In the Week 1> Validatiing Data > Lab , I think tdfv has an internal bug as the code is not running…
# Generate training dataset statistics
train_stats = tfdv.generate_statistics_from_dataframe(train_df)
gives the below error
ValueError Traceback (most recent call last)
<ipython-input-24-69ff4c174551> in <module>
9 df = df.explode('feat_2').reset_index(drop=True)
10
---> 11 train_stats = tfdv.generate_statistics_from_dataframe(df)
12 schema = tfdv.infer_schema(statistics=train_stats)
13 tfdv.display_schema(schema=schema)
2 frames
/usr/local/lib/python3.9/dist-packages/tensorflow_data_validation/utils/stats_gen_lib.py in generate_statistics_from_dataframe(dataframe, stats_options, n_jobs)
228
229 if n_jobs == 1:
--> 230 merged_partial_stats = _generate_partial_statistics_from_df(
231 dataframe, stats_options, stats_generators)
232 else:
/usr/local/lib/python3.9/dist-packages/tensorflow_data_validation/utils/stats_gen_lib.py in _generate_partial_statistics_from_df(dataframe, stats_options, stats_generators)

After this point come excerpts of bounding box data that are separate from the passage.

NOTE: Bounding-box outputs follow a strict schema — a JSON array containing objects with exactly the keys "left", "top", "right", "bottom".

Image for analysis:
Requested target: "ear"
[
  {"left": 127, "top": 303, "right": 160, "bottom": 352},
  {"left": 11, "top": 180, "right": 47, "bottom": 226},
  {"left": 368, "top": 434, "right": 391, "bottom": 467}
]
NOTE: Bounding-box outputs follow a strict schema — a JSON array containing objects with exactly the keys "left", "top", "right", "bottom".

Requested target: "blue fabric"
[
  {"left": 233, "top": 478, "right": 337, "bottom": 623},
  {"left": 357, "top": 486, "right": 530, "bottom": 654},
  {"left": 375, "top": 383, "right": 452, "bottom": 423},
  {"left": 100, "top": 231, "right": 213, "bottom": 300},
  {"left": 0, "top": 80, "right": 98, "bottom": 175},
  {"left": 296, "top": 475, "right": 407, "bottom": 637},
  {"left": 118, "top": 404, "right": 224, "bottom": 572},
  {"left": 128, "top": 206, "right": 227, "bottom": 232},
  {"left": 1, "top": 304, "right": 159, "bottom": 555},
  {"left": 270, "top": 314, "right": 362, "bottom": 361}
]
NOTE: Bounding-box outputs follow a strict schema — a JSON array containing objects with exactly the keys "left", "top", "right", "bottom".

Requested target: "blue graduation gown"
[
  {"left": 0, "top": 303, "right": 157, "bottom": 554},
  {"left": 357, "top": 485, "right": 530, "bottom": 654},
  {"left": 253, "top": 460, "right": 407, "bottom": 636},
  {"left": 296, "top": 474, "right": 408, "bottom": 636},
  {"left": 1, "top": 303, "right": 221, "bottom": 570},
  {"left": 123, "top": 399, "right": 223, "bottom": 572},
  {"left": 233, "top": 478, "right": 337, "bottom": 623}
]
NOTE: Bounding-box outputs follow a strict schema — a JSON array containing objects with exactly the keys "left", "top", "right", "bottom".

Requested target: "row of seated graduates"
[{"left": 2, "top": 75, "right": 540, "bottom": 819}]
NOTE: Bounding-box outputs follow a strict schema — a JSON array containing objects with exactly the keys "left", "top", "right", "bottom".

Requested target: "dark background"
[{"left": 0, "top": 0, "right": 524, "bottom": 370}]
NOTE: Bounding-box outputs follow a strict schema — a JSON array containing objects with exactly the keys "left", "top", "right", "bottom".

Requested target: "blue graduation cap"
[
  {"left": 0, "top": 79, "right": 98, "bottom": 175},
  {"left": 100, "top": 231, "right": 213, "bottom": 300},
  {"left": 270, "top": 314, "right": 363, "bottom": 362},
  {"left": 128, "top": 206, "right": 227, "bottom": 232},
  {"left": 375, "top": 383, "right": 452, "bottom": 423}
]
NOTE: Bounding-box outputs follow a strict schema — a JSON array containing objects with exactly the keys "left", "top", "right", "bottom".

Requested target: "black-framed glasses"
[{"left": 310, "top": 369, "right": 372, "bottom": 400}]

273 stats_options_modified.schema = schema
274 record_batch_with_list_arrays = table_util.CanonicalizeRecordBatch(
--> 275 pa.RecordBatch.from_pandas(dataframe))
276 return stats_impl.generate_partial_statistics_in_memory(
277 record_batch_with_list_arrays, stats_options_modified, stats_generators)
/usr/local/lib/python3.9/dist-packages/pyarrow/table.pxi in pyarrow.lib.RecordBatch.from_pandas()
ValueError: need more than 2 values to unpack